Chapter Fourteen

After the breakfast dishes had been picked up and the few tears had dried up, we talked about a plan. The plan was, for now, to wait. Since we had no plans to go back to the hospital before Mr. Crawley left it, I told Katelynn when his due date was, knowing the leaking of the information could not contaminate the test results. We would then get a call, sometime tomorrow, according to our plan, to go have a visit with Dr. James, providing of course that Dr. James could wait that long. This is when we would get a complete physical scheduled for Katelynn, hopefully about a week away. Katelynn would be able to take the next week or so off and spend it at home with her family on the farm. She would then return for the physical, and then back to the farm.

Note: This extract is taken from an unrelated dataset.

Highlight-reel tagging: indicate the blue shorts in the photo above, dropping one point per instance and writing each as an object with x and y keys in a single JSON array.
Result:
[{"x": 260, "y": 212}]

After another relaxing and carefree week or so of frolicking with family out at the farm, at least as relaxed and carefree as one waiting to die in a few days can be, Katelynn would then return home, with one of her parents coming along to stay with her, the other remaining on the farm with Faith, for a few days until the 17th when she will check into a room on the third floor of the luxurious Park Nicollet Hospital. There, after the stroke of midnight, nurses and doctors and millions of dollars of emergency medical equipment will be standing by if needed, not to mention myself and probably her Dad on either side of her bed.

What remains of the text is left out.